7. Deleting files and foldersTo delete the folder you can use del command, no -r marker needed
s3cmd del s3://linoxide/test
To purge all data from the bucket, you need -r and -f (as in force) options
s3cmd del -f -r s3://linoxide/
8. Syncing entire directories
s3cmd supports syncing directories. For example if we have 5 files inside directory test (after doing touch test/file{1..5}
command), we can try to sync that directory.
s3cmd sync --dry-run test/ s3://linoxide
upload: 'test/file1' -> 's3://linoxide/file1'
upload: 'test/file2' -> 's3://linoxide/file2'
upload: 'test/file3' -> 's3://linoxide/file3'
upload: 'test/file4' -> 's3://linoxide/file4'
upload: 'test/file5' -> 's3://linoxide/file5'
WARNING: Exiting now because of --dry-run
It was ran with dry-run option, which means that it will only list files to sync, and not actually sync them. Removing the slash gives us different location, in test folder
s3cmd sync --dry-run test s3://linoxide
upload: 'test/file1' -> 's3://linoxide/test/file1'
upload: 'test/file2' -> 's3://linoxide/test/file2'
upload: 'test/file3' -> 's3://linoxide/test/file3'
upload: 'test/file4' -> 's3://linoxide/test/file4'
upload: 'test/file5' -> 's3://linoxide/test/file5
And removing dry run uploads the files.
9. Syncing with exclusion listsLets add some files with .txt ending
touch test/file{6..8}.txt
They should be there along with other files
ls test/
file1 file2 file3 file4 file5 file6.txt file7.txt file8.txt
Now we want to sync this directory without those files that end in .txt. We do this with following command
s3cmd sync --dry-run test/ --exclude '*.txt' s3://linoxide
Running the same command without dry run marker should get the files excluded and uploaded.

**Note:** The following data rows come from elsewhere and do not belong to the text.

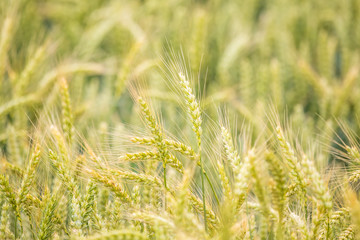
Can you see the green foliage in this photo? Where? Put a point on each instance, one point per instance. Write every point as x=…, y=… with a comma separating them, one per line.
x=179, y=119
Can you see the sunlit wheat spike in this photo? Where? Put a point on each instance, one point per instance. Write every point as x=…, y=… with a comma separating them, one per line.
x=192, y=105
x=242, y=178
x=111, y=184
x=67, y=116
x=47, y=225
x=157, y=134
x=291, y=159
x=317, y=185
x=231, y=153
x=29, y=174
x=136, y=177
x=182, y=148
x=140, y=156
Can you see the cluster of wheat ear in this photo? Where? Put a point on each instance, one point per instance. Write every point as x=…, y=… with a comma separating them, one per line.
x=116, y=123
x=159, y=187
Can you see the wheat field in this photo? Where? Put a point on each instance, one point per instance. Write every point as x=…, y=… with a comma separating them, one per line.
x=179, y=119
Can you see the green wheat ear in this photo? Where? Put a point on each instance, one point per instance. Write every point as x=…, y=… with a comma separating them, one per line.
x=67, y=116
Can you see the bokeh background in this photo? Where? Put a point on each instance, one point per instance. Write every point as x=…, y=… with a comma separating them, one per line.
x=251, y=57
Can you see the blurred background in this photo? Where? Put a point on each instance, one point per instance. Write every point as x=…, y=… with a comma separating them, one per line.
x=250, y=57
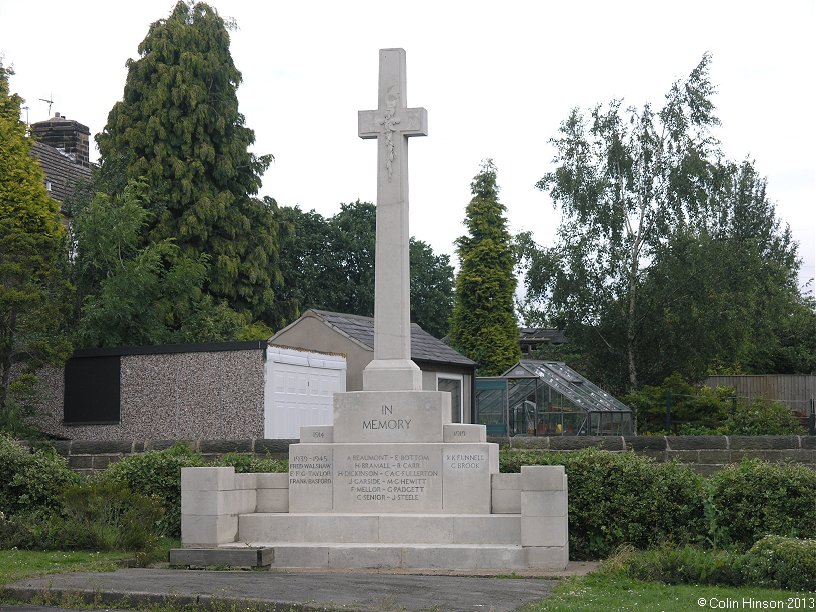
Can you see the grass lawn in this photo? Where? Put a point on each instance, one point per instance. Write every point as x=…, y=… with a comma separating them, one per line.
x=615, y=592
x=16, y=564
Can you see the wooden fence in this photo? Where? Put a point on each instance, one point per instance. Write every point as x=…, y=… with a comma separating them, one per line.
x=796, y=391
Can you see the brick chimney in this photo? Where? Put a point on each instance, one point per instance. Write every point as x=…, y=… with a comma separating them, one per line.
x=66, y=135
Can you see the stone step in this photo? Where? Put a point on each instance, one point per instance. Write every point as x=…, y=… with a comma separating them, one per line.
x=405, y=556
x=438, y=529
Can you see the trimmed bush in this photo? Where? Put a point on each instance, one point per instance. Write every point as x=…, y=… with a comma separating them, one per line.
x=250, y=463
x=617, y=498
x=754, y=498
x=761, y=417
x=782, y=563
x=31, y=480
x=157, y=474
x=15, y=533
x=105, y=516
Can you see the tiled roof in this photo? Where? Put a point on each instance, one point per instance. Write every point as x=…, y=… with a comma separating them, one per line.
x=542, y=334
x=424, y=347
x=60, y=170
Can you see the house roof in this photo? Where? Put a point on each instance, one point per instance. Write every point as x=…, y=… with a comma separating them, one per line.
x=60, y=170
x=541, y=334
x=360, y=329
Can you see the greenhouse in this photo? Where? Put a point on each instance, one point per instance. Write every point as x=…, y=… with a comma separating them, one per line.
x=547, y=398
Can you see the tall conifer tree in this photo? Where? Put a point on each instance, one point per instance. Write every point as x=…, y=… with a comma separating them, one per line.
x=179, y=129
x=483, y=325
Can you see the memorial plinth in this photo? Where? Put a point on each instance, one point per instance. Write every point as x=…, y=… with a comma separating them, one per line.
x=392, y=483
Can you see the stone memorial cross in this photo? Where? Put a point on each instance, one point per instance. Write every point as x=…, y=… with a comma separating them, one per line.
x=391, y=124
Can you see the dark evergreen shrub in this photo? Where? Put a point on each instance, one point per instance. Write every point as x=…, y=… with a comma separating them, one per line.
x=157, y=474
x=782, y=563
x=755, y=498
x=31, y=480
x=617, y=498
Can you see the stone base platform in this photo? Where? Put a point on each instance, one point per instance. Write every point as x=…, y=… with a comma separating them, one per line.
x=334, y=555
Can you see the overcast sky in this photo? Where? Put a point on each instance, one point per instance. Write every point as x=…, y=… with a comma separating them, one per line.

10. Removing the bucketTo delete the bucket, first purge all the data, like we did before:
s3cmd del -f -r s3://linoxide/
And then remove it with rb command which is for removing bucket
s3cmd rb s3://linoxide/
Conclusion
We have installed s3cmd and used it to back up data to the Amazon cloud. It is a quick and easy way to get your data backed up, without having to keep your physical backup with you. That is, if you are ok with Amazon pricing. If not, you might still need to get the additional hard drive and get your data backed up in old-fashioned way. Thank you for reading, this is all.